“Sometimes all you can do is love,” said an exasperated mother in reference to her rebellious teenage daughter. When we don’t understand. When we don’t know how to respond, repair or resolve a situation. When our instinct is to push away, lash out at, or escape from someone who challenges the last frayed strand of patience or tolerance… sometimes all you can do is love.
There is a tendency to want to differentiate the types of love based on who we love and how we love. C.S. Lewis wrote the book The Four Loves in the 1970s where he explored storge love (affection/ familiarity), philia love (friendship/ “brotherly”), eros love (erotic/ sexual), and agape love (charity/ unconditional). This philosophy defines love as separate and distinctive styles depending on our relationships with the people in our lives. More recently, Gary Chapman developed the popular idea in his best seller, The 5 Love Languages, that we each communicate and translate love through our own personal love language: 1) words of affirmation, 2) acts of service, 3) receiving gifts, 4) quality time, and 5) physical touch.
Is love so distinctive and definable? Is the love we share for our rebellious 15-year old daughter or irritating husband of 30 years so different from the love we hold for a girlfriend who has betrayed us or a brother who has disappointed us? Regardless of the type of love or the nature of our relationship, love is dynamic.

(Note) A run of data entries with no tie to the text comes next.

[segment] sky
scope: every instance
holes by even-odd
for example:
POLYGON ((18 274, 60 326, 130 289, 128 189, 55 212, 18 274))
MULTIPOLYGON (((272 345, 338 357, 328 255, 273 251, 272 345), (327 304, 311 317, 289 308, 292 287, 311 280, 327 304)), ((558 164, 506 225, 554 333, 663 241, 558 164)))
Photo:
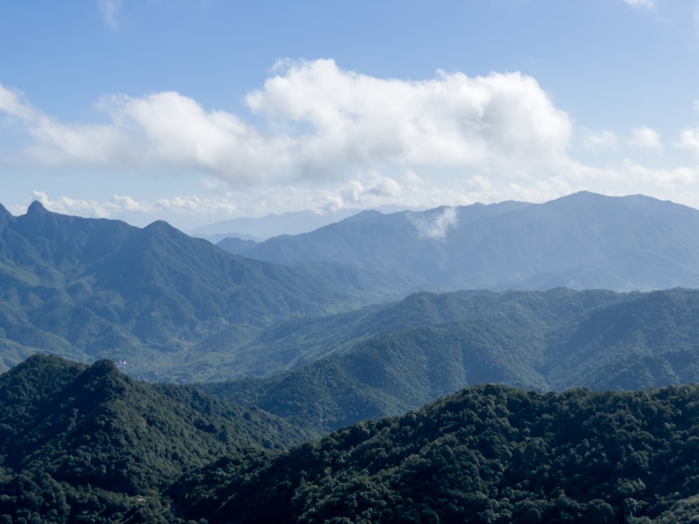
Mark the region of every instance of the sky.
POLYGON ((699 208, 699 0, 6 0, 0 203, 699 208))

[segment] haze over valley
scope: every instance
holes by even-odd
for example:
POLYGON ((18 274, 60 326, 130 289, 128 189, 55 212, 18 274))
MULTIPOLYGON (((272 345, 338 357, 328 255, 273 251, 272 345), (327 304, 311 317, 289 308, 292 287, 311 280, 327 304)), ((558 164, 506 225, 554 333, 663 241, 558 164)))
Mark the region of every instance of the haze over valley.
POLYGON ((0 524, 699 522, 698 15, 0 3, 0 524))

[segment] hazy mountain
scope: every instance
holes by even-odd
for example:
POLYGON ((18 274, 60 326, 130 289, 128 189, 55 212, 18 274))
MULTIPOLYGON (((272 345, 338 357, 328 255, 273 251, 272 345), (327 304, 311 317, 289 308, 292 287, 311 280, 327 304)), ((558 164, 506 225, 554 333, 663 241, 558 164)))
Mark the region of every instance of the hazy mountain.
POLYGON ((170 490, 210 522, 695 522, 699 388, 540 395, 480 386, 170 490))
POLYGON ((312 231, 356 214, 360 210, 356 209, 343 209, 323 213, 297 211, 282 214, 271 214, 259 218, 229 219, 196 228, 189 233, 192 236, 201 237, 215 242, 226 236, 264 240, 279 235, 298 235, 312 231))
POLYGON ((291 264, 343 261, 451 289, 649 290, 699 286, 699 211, 582 192, 543 204, 366 212, 261 243, 222 241, 291 264))
POLYGON ((200 387, 322 432, 477 384, 545 391, 699 381, 697 340, 699 291, 423 293, 265 331, 241 362, 307 362, 200 387))
MULTIPOLYGON (((138 228, 36 202, 17 217, 2 208, 0 367, 50 351, 186 379, 193 372, 183 356, 224 328, 244 338, 284 319, 395 297, 408 285, 339 264, 245 259, 161 221, 138 228)), ((200 365, 197 376, 206 372, 200 365)))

It has moments of strength and times when it is challenged. The young man who made our heart skip a beat, who made us melt at his very touch at one time, can become the curmudgeon at the other end of the table whom we tenderly answer after he’s asked the same question six times. The ten-year friendship with the freckle-faced girl we went to elementary school with can develop into a passionate love affair when both are home from college.
Similarly, how we prefer to express and receive love can also vary over time and from person to person. Our desire for physical touch can shift into our need for words of affirmation, which can lead us back to an interest in physical touch. It is a fine dance, one that requires practice, patience, experimentation and perseverance. Love is not EITHER-OR. Love is both. Love is equal. Love can feel unequal at times. Love comes in different shapes, sizes and colors. Love is fluctuating and fluid. Love evolves over time… sometimes fading, sometimes fortifying. Love is ever-changing. This is our challenge.
Author and revered public speaker, Stephen Covey said, “Love is a verb.” It requires action, effort and conscious awareness. It needs attention, care and nourishment. When we don’t know what else to do, sometimes it’s enough just to love. Not to define it with boundaries or to overthink about how to execute it. Covey goes on to say, “Love, the feeling, is the fruit of the verb of our loving actions.” We get out of it what we put in. Sometimes it’s all we can do… just love. Period.